Apple quite understandably emphasizes the fact that “the government has filed multiple other applications for similar orders, some of which are pending in other courts,” and that “state and local officials [have] publicly declared their intent to use the proposed operating system to open hundreds of other seized devices.” Presumably, in some or all of those other cases, Apple’s customers do not wish for Apple to disable their iPhone’s “auto-erase” functions, which would, arguably, be a betrayal of the implied promises of security that Apple sold to them. Apple’s “unreasonableness” argument under the AWA would have much greater force in such a case.

The court’s order in the San Bernardino case, however, could be limited — both by its terms and in its precedential effect — only to those cases in which the iPhone owner wants Apple to disable the auto-erase function, so that the owner itself can get at the information on the iPhone, which it is lawfully entitled to access in the first instance.

To be sure, the phone owner’s consent would not, in and of itself, settle the “reasonableness” question under the AWA, particularly if my co-blogger Julian Sanchez is correct that there would be a significant risk that Apple’s new “key” would be hacked and compromised, with deleterious effects for many phones beyond the one in the FBI’s possession. According to Julian, such a key “almost certainly [would be] stored [by Apple] in secure vaults, on a Hardware Security Module that makes it difficult or impossible to copy the key itself off that dedicated hardware, and likely protected by elaborate procedures that have to be followed to authenticate major new software releases.” Even so, he worries that “[i]f your adversaries realistically include, say, the Chinese and Russian intelligence services — and for Apple, you’d better believe it — it’s a serious enough security problem to guard against exfiltration or use of that Holy Grail private key. Doing the same for a continuously updated and deployed hacking tool is likely to be hugely more difficult.” [This is the way Apple puts the same point (I think): “Keeping and maintaining the compromised operating system and everything related to . . . forc[es] Apple to take on the task of unfailingly securing against disclosure or misappropriation the development and testing environments, equipment, codebase, documentation, and any other materials relating to the compromised operating system. Given the millions of iPhones in use and the value of the data on them, criminals, terrorists, and hackers will no doubt view the code as a major prize and can be expected to go to considerable lengths to steal it, risking the security, safety, and privacy of customers whose lives are chronicled on their phones.”]

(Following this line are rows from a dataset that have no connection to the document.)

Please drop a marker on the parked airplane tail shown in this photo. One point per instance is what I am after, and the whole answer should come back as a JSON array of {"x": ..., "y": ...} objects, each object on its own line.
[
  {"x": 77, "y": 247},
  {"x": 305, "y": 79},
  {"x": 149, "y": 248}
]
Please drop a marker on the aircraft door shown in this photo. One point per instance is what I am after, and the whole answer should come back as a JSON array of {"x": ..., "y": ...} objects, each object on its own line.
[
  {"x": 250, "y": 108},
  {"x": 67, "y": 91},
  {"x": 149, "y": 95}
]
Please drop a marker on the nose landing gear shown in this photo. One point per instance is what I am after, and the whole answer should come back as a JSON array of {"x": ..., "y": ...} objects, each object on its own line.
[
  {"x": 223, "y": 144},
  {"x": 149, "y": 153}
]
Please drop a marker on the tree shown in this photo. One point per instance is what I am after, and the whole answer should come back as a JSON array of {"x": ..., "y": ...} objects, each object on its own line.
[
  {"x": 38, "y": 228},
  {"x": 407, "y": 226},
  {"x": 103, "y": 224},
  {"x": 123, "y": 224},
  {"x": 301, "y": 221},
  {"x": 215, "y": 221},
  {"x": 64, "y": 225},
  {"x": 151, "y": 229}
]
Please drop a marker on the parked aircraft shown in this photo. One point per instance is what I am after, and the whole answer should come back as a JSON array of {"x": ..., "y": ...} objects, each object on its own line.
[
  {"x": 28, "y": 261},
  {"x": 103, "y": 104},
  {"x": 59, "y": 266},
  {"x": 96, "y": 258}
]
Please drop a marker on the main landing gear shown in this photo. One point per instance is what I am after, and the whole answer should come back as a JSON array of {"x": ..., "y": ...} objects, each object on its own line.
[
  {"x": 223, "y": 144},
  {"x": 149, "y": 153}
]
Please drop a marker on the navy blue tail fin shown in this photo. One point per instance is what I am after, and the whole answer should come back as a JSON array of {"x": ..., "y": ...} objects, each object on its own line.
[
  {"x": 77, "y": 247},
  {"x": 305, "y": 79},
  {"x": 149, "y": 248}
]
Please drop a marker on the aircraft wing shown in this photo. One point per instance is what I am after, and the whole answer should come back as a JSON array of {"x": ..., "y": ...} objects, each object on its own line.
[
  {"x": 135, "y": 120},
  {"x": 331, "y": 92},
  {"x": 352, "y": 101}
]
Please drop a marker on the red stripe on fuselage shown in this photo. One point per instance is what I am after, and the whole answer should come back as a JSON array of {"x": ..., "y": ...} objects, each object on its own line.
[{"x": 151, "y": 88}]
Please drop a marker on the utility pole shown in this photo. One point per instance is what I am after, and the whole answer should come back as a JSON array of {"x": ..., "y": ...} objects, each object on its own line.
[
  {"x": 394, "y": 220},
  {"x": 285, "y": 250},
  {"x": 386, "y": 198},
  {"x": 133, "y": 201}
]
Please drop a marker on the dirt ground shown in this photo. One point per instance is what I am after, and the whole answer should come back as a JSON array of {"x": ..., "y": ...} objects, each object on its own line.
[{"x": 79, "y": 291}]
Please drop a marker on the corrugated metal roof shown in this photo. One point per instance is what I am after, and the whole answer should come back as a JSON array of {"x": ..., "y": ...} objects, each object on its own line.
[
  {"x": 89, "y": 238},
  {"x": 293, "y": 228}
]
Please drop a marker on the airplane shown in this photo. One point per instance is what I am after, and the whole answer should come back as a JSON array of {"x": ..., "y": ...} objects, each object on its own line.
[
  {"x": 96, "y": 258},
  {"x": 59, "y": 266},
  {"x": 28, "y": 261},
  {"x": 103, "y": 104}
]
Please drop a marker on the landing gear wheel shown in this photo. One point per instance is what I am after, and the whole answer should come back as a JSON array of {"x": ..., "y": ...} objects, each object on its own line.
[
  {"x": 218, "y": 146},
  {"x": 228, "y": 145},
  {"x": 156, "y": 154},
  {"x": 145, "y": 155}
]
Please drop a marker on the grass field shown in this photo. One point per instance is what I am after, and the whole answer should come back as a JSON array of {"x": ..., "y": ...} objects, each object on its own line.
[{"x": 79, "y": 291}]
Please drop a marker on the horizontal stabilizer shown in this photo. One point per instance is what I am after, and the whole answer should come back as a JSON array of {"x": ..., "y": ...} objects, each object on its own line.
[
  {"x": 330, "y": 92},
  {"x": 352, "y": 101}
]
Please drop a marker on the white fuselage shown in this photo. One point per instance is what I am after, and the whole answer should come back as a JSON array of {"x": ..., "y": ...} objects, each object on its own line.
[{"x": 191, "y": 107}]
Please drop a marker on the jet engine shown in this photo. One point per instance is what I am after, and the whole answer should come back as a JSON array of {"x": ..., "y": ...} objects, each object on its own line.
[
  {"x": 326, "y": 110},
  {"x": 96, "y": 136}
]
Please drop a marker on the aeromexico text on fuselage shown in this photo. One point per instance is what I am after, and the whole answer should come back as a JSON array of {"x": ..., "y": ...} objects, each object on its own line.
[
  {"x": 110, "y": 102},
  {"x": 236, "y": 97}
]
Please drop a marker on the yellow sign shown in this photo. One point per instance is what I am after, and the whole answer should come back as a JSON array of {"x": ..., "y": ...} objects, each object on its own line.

I’m no expert in such things, but this strikes me as perhaps the most important question in the case: What are the risks that the software, despite Apple’s best efforts to secure it, would be compromised by others? (The cost to Apple to prevent such an occurrence is presumably less of an issue — or at least it would be if the government were willing to foot the bill, as I presume it is.) If those risks are minimal, then perhaps Apple would be much better off making its AWA “unreasonableness” argument in a case where the owner of the iPhone does not consent to Apple’s assistance in disabling the “auto-erase” function.

P.S. The most intriguing argument in Apple’s brief is the suggestion (p. 30) that the FBI should not be permitted, under the All Writs Act, to put Apple to the task of creating the new software unless the government can represent that the NSA can’t offer the necessary assistance, which “might obviate the need to conscript Apple.”